Subtlety definitely isn’t the word of the day in Michael Winterbottom’s satire about a business tycoon. Sir Rich McCreadie is not so loosely based on the real-life high-street fashion mogul Sir Phillip Green. You might as well have called him Sir Grillip Pheen and dispensed with the pretence. Instead, Winterbottom went with Rich McCreadie. I’m not one of be overly critical but seriously? He sounds like an evil mill owner in a Charles Dickens novel. Okay, Michael, we get it. He’s a bad guy and he shit loads of money. Maybe chill out a bit? But he doesn’t. McCreadie is also known by a nickname. Greedy. Yep, Greedy McCreadie. Now he’s a character in an illustrated children’s book. And he’d be a chubby cat if Winterbottom was writing it.
Anyway, the film follows McCreadie as he attempts to organise his 60th birthday. In an attempt to revive his reputation, Greedy is throwing a no expense spared rager on the Greek island of Mykonos. He’s building his own amphitheatre as a show of his wealth and in homage to the film Gladiator. The film is something that has inspired McCreadie and he wants to show how unbeatable he is by facing off against a lion in front of his guests. He’s recently taken a bit of a hit after he completely crumbled in front of a parliamentary select committee. It’s caused all of his celebrity friends to turn away from him, which makes it even more important to prove he’s still relevant.

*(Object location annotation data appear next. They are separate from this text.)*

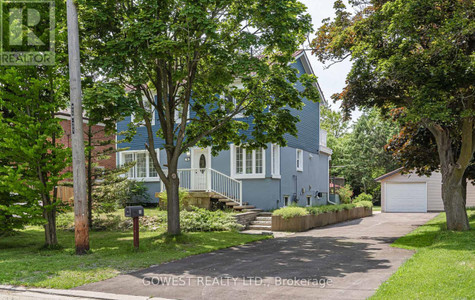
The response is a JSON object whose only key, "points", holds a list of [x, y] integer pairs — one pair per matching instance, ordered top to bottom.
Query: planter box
{"points": [[303, 223]]}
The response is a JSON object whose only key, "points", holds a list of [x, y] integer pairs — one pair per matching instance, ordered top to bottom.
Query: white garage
{"points": [[413, 193]]}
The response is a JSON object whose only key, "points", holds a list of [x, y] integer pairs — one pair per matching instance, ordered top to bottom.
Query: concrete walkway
{"points": [[344, 261]]}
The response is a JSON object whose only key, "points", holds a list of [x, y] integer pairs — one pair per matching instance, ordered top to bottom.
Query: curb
{"points": [[10, 292]]}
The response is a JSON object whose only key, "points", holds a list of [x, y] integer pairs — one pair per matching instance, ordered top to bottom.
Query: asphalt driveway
{"points": [[343, 261]]}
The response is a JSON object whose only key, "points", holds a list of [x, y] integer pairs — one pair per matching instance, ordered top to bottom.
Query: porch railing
{"points": [[209, 180]]}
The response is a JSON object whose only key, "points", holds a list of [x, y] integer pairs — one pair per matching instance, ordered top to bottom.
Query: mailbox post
{"points": [[135, 212]]}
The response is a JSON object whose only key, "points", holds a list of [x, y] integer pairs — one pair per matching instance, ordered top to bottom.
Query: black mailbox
{"points": [[134, 211]]}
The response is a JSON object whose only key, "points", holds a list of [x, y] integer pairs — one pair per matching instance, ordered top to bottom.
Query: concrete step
{"points": [[260, 222], [259, 227]]}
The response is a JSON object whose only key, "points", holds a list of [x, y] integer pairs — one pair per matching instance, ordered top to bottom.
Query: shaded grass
{"points": [[23, 262], [442, 268]]}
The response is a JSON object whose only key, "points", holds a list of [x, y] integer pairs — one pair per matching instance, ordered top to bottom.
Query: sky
{"points": [[331, 80]]}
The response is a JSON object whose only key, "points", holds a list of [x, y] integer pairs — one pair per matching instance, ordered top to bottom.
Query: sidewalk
{"points": [[8, 292]]}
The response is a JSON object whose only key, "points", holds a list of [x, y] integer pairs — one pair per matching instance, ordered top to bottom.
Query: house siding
{"points": [[265, 193]]}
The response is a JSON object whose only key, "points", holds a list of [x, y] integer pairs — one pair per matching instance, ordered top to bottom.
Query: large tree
{"points": [[417, 54], [198, 64], [363, 157], [32, 160]]}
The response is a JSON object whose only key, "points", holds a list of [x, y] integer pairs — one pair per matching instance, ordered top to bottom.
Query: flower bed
{"points": [[319, 216]]}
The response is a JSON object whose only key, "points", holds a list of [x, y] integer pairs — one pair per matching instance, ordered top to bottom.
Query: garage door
{"points": [[406, 197]]}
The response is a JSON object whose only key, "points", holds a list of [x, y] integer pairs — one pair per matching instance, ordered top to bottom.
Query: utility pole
{"points": [[81, 227]]}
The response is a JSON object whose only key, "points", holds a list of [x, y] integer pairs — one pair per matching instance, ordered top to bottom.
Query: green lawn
{"points": [[22, 262], [442, 268]]}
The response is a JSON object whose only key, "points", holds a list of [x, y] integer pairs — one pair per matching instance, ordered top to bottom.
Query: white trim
{"points": [[308, 68], [145, 101], [238, 115], [208, 159], [299, 160], [147, 165], [275, 173], [247, 176], [288, 200], [307, 202]]}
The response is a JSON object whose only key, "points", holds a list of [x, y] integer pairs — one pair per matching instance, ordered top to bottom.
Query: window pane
{"points": [[128, 158], [239, 160], [275, 160], [249, 162], [141, 165], [151, 169], [259, 169]]}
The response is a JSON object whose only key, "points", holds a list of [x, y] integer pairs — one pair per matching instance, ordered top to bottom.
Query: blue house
{"points": [[245, 179]]}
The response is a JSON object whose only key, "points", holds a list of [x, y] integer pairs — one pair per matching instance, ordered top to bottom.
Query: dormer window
{"points": [[149, 108], [299, 160]]}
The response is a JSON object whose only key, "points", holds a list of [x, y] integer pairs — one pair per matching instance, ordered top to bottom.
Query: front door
{"points": [[200, 164]]}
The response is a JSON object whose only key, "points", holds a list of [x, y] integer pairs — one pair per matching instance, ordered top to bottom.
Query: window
{"points": [[149, 108], [299, 160], [275, 161], [247, 163], [143, 168], [286, 201]]}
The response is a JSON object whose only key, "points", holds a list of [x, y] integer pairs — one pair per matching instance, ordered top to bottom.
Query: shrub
{"points": [[345, 193], [363, 197], [367, 204], [315, 210], [290, 212], [200, 219]]}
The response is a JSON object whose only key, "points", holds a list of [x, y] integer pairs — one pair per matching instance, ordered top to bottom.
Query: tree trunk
{"points": [[453, 186], [453, 195], [173, 205], [50, 227]]}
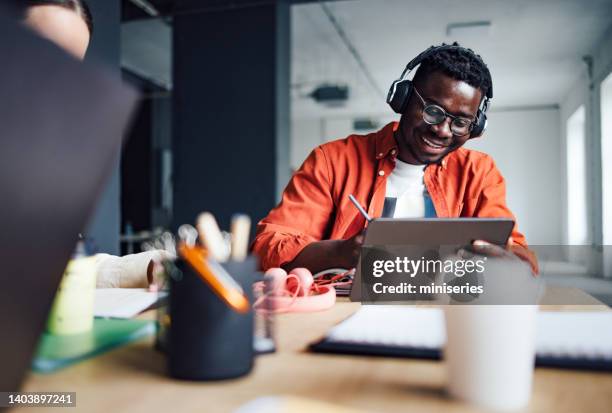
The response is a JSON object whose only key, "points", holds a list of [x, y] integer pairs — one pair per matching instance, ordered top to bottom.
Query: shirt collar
{"points": [[386, 144]]}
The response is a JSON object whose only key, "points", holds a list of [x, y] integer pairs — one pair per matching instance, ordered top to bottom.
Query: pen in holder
{"points": [[208, 339]]}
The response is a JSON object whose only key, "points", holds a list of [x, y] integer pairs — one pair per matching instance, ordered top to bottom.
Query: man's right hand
{"points": [[322, 255]]}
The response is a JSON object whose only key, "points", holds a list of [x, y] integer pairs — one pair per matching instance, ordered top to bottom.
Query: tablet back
{"points": [[432, 231]]}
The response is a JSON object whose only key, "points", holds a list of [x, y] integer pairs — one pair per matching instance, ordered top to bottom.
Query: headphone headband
{"points": [[434, 49], [401, 89]]}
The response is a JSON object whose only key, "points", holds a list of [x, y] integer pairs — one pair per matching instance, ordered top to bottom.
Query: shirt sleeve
{"points": [[492, 204], [303, 215], [129, 271]]}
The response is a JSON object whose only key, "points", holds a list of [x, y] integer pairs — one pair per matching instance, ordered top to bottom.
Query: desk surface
{"points": [[132, 378]]}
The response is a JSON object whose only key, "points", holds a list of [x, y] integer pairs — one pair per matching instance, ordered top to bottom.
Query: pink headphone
{"points": [[294, 292]]}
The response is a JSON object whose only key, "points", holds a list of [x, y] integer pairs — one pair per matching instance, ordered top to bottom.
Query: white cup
{"points": [[490, 354]]}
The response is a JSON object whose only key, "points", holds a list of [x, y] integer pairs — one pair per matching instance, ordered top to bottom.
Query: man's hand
{"points": [[512, 250], [323, 255]]}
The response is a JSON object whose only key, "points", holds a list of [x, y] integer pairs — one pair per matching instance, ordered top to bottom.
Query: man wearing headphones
{"points": [[411, 169]]}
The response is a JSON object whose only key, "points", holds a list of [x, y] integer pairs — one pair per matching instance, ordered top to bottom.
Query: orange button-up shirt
{"points": [[316, 206]]}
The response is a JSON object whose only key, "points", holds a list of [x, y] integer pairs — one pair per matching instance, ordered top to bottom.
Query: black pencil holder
{"points": [[208, 340]]}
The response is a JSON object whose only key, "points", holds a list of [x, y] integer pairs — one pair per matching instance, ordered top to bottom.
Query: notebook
{"points": [[124, 302], [564, 339], [56, 352]]}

Through flashbacks, we learn how McCreadie gained his wealth. Starting as a young man, he works his way up through the fashion world and undercutting all of the competition. We see him visit the factories in Sir Lanka where he uses cunning and a massive amount of confidence to get his stock for a fraction of a price. This means that we also get a glimpse behind the curtain. The film includes scenes where women are working relentlessly for a tiny wage. The working conditions are appalling and only get worse with McCreadie’s bargaining. This is what elevates the plot from a simple satire. This is part of the biting social commentary that makes this a uniquely Winterbottom film.
Unfortunately, it is also what makes this film seem fragmented. I understand that you need both sides of the coin. The comic portrait of a wealthy tycoon wouldn’t work without the hard-hitting critique of society and vice versa. But there is something about this film that never really gels. It all feels a bit awkward. The didactic tone that heightens towards the end of the film is at odds with the lighter moments. It is something that Winterbottom and co. just never quite get right. Yet, there is still plenty of good things about this film. Most notably Steve Coogan’s performance as Rich McCreadie. We know that Coogan is such a talented performer that he can make even the most disagreeable person seem slightly agreeable. He doesn’t make McCreadie sympathetic but he does make it possible to be around him. He’s not so much of a caricature that you can’t stand to listen to him.
The main problem with this is that there is too much going on. The film’s ending isn’t terrible but it doesn’t quite work with the moral message. There is something quite unsettling about seeing the ending play out and then reading the statistics that accompany the credits. Yes, it says a lot about the issues Winterbottom raised in the film but it never gels with the satire. This is an ambitious film and one that isn’t a complete disaster. It’s just hard to ignore the fact that it could have been better.